By Sam Knight. Faber & Faber

After the Aberfan disaster, it came to light that people had dreams predicting it, prompting psychiatrist John Barker to open the titular bureau. He receives many submissions predicting cataclysms, some bogus, some hard to explain away. This haunting, stylishly written book keeps a neutral distance, letting you make up your own mind about precognition.

The Believer: Encounters with Love, Death & Faith

By Sarah Krasnostein. Text Publishing Company

This book comprises six stories of people who fervently believe in aberrant ideas: strict creationists, ghostbusting detectives, a Buddhist guiding the terminally ill through the death process, and a woman who is sanguine about being excessively punished for a crime. Perceptive and compassionate, Krasnostein keeps dynamically cutting back and forth between these stories.

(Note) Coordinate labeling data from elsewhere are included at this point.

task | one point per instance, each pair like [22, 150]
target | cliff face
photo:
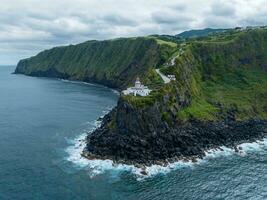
[114, 63]
[219, 98]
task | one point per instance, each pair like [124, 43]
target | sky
[30, 26]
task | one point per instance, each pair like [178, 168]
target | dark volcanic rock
[142, 137]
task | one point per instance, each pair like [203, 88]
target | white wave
[97, 166]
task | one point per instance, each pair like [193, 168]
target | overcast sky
[29, 26]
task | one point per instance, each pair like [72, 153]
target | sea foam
[96, 167]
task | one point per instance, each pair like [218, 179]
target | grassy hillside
[199, 33]
[114, 63]
[222, 75]
[217, 76]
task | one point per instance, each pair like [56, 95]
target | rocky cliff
[219, 96]
[114, 63]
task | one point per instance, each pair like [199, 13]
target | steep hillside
[199, 33]
[114, 63]
[219, 98]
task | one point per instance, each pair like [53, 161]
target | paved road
[165, 78]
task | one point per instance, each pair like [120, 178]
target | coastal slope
[219, 96]
[113, 63]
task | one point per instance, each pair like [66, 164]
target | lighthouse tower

Red Carpet: Hollywood, China, and the Global Battle for Cultural Supremacy

By Erich Schwartzel. Penguin Press

This flabbergasting history of Hollywood’s kowtowing to China exposes an underreported reality: to access China’s vast market, Hollywood lets China censor its movies. Gay scenes from Bohemian Rhapsody were axed, making it merely about a sad, straight icon. More outrageous still, Hollywood nixes scripts that will displease China, meaning China’s arbitrary decrees are catching.

Metaphysical Animals: How Four Women Brought Philosophy Back to Life

By Clare Mac Cumhaill and Rachael Wiseman. Chatto & Windus

With their male counterparts consumed by the second World War, philosophers Iris Murdoch, Mary Midgley and Philippa Foot challenged the predominant logical positivism. Instead, they embraced a philosophy that honoured “the vast reality that transcends us.” The book argues it’s no accident that this life-affirming philosophy came from women in the swim of life.

The Genesis Machine: Our Quest to Rewrite Life in the Age of Synthetic Biology

By Amy Webb and Andrew Hessel. PublicAffairs

Our newfound ability to rewrite genetic code presents many moral dilemmas. Would you edit your future children? Would you eat GMOs to reduce climate change? What about engineering a virus to protect against the next Covid 19? An urgency propels this book: pondering these inevitable quandaries now will prepare us.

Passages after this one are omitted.